Piqua police bring wiffle ball to summer park program
Piqua police will bring wiffle ball to Pitsenbarger Sports Complex for a July 14 stop in the city’s annual Police in the Parks series, a free 10 a.m. to 11:30 a.m. pickup game for youths entering grades 4 through 8. Drinks will be provided, and the setup points to a casual park activity built for easy participation rather than a formal league night.
That is the point of the series. Piqua says Police in the Parks is designed to give young people opportunities to take part in recreational activities alongside police officers while building positive relationships in a public setting. The department also says community policing and problem-solving are core philosophies, which makes a low-barrier sport like wiffle ball a natural fit. The game does not ask for much from the kids beyond showing up, grabbing a bat and stepping into a friendly, supervised setting.
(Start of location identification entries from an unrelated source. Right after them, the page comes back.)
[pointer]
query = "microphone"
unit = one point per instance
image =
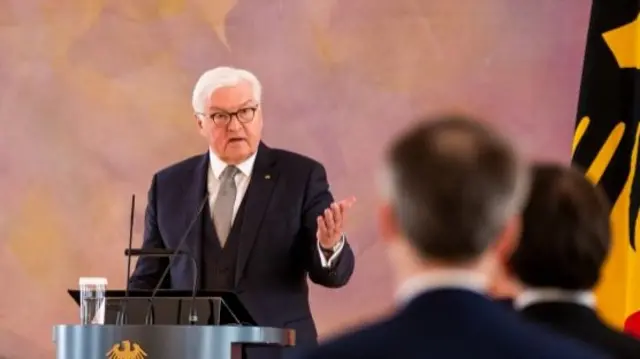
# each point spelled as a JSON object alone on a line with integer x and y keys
{"x": 193, "y": 317}
{"x": 122, "y": 315}
{"x": 169, "y": 253}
The July 14 stop is one part of a broader summer slate that stretches across several parks and several sports. Cornhole opened the run on June 11 at Lock 9 Park. Kickball followed on June 25 at Lower Mote Park. Pickleball is set for July 8 at Pitsenbarger Park, then wiffle ball moves to Pitsenbarger Sports Complex on July 14. Soccer comes next on July 22 at French Park, and basketball closes the listed schedule on Aug. 6 at Pitsenbarger Park. Every event runs from 10 to 11:30 a.m. unless otherwise noted, and every one is free.
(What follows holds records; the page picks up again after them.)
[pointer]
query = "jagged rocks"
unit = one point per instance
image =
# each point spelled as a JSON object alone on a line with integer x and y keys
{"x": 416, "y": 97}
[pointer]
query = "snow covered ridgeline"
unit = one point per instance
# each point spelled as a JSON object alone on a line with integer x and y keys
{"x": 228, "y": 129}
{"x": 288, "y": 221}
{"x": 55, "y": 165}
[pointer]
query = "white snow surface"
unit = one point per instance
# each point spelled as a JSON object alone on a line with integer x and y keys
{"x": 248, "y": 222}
That rotation matters because it shows Piqua is not treating wiffle ball as a one-off attraction. The city’s 2026 announcement calls Police in the Parks an annual program, and the calendar already shows a wiffle ball stop from July 15, 2025, which gives the series a clear track record. The repeat scheduling gives the city something more durable than a single afternoon’s turnout: a regular summer touchpoint where officers and kids can recognize each other by face, not just by uniform.
Chief Byron has led the department since 2019 and has served as safety services director since 2024, putting the program under leadership that has already tied public safety to neighborhood outreach. In practice, the success of a stop like this will not come from a scoreboard. It will come from whether the same families keep circling back through the summer slate, whether kids who show up for wiffle ball come back for another park stop, and whether Piqua keeps turning a simple game into a reason for officers and young residents to talk without pressure.